Tourmentée par une mère névrosée et tyrannique, la vie n’est pas rose pour Carrie. D’autant plus qu’elle est la tête de turc des filles du collège. Elle ne fait que subir et ne peut rendre les coups, jusqu’à ce qu’elle ne se découvre un étrange pouvoir surnaturel.

La terreur naît de la compassion

La caméra plane au dessus d’un terrain de volley-ball, où s’agglutine un groupe d’adolescentes, dans un brouhaha incompréhensible. À mesure qu’elle approche, elle enferme progressivement une jeune fille, aux traits innocents et à la blondeur virginale. Sa maladresse la condamne dès lors : véritable souffre douleur, Carrie White reste figée sur le terrain, sous les insultes de ses camarades. Dès ses premiers instants, Brian De Palma porte une tendre compassion à son “monstre”. C’est là même toute la force de Carrie au bal du Diable

Première adaptation d’un roman de Stephen King à l’écran, Brian De Palma inverse les schémas classique du genre horrifique et transforme son “monstre” en victime, au sens étymologique : Carrie, véritable souffre-douleur de son école, est celle que l’on pointe du doigt pour sa différence, tant sociale que fantastique. Créant ainsi dans le même temps l’une des icônes féminines et féministes du cinéma d’horreur.

Le péché originel

L’un des plus anciens monstre de l’histoire de l’humanité s’incarne dans la Genèse, sous les traits d’une femme. Succombant au serpent dans le Jardin d’Eden, Eve est accusée de faire basculer l’Humanité dans la douleur et la mort. Au-delà de toutes considérations religieuses, force est de constater que la Bible entraînera tout un imaginaire féminin : succubes ou sorcières, la femme devient l’objet de récits horrifiques dans laquelle son corps et sa féminité sont associés au Diable.

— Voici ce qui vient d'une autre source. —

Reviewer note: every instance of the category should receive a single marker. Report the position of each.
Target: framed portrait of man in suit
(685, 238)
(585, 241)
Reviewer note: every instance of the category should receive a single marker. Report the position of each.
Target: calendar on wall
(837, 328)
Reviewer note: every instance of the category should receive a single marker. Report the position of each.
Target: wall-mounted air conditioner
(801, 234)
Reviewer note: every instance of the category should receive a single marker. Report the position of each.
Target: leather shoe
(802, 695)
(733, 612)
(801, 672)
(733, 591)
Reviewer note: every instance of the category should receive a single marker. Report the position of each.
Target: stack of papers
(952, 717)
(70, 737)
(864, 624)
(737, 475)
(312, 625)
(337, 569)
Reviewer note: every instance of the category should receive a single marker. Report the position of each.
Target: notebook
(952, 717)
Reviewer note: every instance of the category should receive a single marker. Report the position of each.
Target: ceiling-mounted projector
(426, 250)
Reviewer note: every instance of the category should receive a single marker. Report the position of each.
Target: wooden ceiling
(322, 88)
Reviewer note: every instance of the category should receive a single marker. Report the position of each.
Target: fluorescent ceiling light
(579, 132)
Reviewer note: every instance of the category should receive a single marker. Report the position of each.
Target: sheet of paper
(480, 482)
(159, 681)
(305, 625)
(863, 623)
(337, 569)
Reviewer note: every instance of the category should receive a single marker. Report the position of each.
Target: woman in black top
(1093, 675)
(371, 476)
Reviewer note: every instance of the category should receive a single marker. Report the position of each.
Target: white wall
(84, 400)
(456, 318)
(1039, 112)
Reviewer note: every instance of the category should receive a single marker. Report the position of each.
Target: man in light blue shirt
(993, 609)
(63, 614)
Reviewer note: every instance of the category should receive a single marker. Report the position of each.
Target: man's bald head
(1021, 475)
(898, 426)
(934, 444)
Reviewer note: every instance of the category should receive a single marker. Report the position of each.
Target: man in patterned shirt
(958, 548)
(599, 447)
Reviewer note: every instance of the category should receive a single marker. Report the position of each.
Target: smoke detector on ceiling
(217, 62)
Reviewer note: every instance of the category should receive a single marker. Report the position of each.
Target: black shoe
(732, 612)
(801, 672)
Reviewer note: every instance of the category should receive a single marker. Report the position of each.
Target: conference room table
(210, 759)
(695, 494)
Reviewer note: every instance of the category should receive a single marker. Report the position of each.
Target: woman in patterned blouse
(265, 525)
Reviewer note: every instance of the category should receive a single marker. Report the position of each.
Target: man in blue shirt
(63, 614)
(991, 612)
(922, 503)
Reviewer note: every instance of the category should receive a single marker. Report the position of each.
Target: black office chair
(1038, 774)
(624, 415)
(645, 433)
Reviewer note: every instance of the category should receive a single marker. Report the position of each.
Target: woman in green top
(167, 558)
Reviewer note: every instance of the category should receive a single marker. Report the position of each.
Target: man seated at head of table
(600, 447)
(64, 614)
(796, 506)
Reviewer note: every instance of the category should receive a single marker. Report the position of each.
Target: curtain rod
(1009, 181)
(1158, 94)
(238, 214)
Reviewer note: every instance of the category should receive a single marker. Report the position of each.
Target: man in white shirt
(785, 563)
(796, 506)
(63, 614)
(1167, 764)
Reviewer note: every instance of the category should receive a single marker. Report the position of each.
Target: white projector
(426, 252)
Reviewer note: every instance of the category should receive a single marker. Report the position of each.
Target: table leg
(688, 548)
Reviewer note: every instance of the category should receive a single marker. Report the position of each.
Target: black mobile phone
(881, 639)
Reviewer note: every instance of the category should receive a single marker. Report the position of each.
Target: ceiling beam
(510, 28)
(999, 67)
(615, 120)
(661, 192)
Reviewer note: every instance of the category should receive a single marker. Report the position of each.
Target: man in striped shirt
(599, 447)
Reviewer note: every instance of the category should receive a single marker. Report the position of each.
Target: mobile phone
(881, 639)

Dès son ouverture, Carrie au bal du Diable évoque le traumatisme d’être femme. À travers un plan séquence, la caméra s’immisce dans l’intimité d’un vestiaire. La musique envoûtante participe à créer une atmosphère étrange. Les corps féminins sont nus, enveloppés dans une brume quasi-surnaturelle. La scène prend des allures de forêt interdite, vaporeuse, où se cache la sorcière. Isolée au loin, la caméra se pose sur Carrie et descend avec sensualité le long de ses cuisses, contrastant avec la douceur de la musique. Inconsciente de sa féminité naissante, la caméra sexualise son corps. Le male gaze prend ici tout son sens : devenue “femme”, son corps devient érotique et désirable.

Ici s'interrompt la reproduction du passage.